出现如下报错：IndexError: index 125000 is out of bounds for axis 0 with size 95500

用代码块功能插入代码，请勿粘贴截图。不用代码块回答率下降 50%

utils代码

import tensorflow as tf
from include.Model import build_SE, training
import time
from include.Load import *
import json
import scipy
from scipy import spatial
import copy
from collections import defaultdict

def get_hits_gen(simM, test1, test2, id2confi, confi, correct, gap):
    rowindex = []
    columnindex = []
    for iii in test1:
        if iii>=25500:
            rowindex.append(iii-15000)
        else:
            rowindex.append(iii)
    for iii in test2:
        columnindex.append(iii-10500)
    partialsim = simM[0,rowindex]
    partialsim = partialsim[:, columnindex]

    sim = partialsim
    counn = 0

    for i in range(len(rowindex)):
        rank = sim[i, :].argsort()
        scores = copy.deepcopy(sim[i, :])
        scores.sort()
        minrank = rank[0]
        minscore = scores[0]
        minscoregap = scores[1] - scores[0]

        scores_col = copy.deepcopy(sim[:, minrank])
        scores_col.sort()
        minscoregap_col = scores_col[1] - scores_col[0]

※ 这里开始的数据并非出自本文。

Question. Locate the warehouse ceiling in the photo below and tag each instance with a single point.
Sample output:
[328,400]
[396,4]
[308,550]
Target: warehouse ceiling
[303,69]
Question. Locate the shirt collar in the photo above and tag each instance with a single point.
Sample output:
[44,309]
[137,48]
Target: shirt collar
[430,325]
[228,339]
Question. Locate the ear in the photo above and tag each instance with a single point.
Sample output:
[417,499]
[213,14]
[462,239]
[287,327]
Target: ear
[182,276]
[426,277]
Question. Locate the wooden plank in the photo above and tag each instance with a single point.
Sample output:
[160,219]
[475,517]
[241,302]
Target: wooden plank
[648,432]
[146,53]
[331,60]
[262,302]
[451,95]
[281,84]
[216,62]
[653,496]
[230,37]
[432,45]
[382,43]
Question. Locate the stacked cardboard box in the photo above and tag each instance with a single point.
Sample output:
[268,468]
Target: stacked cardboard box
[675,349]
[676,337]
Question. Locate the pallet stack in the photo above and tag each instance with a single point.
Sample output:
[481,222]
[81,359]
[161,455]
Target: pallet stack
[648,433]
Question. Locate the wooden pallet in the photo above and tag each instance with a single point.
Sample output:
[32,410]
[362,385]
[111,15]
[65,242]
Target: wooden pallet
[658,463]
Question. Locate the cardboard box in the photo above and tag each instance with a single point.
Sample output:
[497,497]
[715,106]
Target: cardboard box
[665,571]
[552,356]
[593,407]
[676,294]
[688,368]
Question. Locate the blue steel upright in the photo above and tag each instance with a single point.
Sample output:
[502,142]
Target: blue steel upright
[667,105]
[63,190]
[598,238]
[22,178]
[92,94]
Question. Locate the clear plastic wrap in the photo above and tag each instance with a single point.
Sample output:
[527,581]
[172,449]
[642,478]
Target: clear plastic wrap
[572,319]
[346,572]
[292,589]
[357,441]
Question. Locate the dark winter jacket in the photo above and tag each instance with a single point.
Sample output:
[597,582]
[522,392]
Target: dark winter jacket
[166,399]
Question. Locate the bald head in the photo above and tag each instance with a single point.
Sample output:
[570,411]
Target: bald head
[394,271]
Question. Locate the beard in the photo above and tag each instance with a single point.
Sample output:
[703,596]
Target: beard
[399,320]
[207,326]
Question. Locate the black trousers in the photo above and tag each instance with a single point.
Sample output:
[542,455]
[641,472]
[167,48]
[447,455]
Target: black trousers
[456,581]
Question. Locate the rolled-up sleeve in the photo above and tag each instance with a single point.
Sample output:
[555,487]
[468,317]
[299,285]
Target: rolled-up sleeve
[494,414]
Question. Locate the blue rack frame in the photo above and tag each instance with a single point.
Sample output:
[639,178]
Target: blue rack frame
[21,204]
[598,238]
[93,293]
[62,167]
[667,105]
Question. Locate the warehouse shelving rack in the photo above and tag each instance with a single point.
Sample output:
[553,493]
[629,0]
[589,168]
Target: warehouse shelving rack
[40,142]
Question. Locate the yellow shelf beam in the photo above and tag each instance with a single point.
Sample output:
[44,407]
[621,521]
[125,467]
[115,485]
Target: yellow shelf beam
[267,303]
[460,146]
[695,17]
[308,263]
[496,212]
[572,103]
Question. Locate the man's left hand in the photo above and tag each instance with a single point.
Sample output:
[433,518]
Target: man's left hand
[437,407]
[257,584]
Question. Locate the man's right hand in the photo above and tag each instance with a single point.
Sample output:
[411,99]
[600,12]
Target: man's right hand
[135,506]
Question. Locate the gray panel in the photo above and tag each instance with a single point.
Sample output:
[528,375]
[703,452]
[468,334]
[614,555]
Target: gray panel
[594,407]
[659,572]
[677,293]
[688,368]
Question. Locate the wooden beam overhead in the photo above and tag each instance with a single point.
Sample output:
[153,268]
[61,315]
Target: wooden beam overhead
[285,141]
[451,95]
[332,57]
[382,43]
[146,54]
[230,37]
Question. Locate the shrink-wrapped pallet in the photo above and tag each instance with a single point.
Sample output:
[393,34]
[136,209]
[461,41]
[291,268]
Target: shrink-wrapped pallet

        rank_col = sim[:, minrank].argsort()
        minrank_col = rank_col[0]
        # if minscore<gap:
        if minrank_col == i and minscore<gap:
        # if minrank_col == i and minscoregap > gap and minscoregap_col > gap:
            confi.append([test1[i], test2[minrank]])
            id2confi[test1[i]] = test2[minrank]
            if test1[i] + 10500 == test2[minrank]:
                correct.append([test1[i], test2[minrank]])
        counn += 1

    matchable= 0
    for item in confi:
        if item[0] < 10500:
            matchable += 1

    print("Evaluated: " + str(counn))
    print("Confi " + str(len(confi)))
    print("Among which matchable " + str(matchable))
    print("Correct " + str(len(correct)))
    return confi, correct, id2confi


def get_hits_gen_nochange(simM, test1, test2, id2confi, correct, gap):
    rowindex = []
    columnindex = []
    for iii in test1:
        if iii>=25500:
            rowindex.append(iii-15000)
        else:
            rowindex.append(iii)
    for iii in test2:
        columnindex.append(iii-10500)
    partialsim = simM[rowindex]
    partialsim = partialsim[:, columnindex]

    sim = partialsim
    counn = 0
    confi = []
    for i in range(len(rowindex)):
        rank = sim[i, :].argsort()
        scores = copy.deepcopy(sim[i, :])
        scores.sort()
        minrank = rank[0]
        # get column-wise results
        minscore = scores[0]

        scores_col = copy.deepcopy(sim[:, minrank])
        scores_col.sort()
        minscoregap_col = scores_col[1] - scores_col[0]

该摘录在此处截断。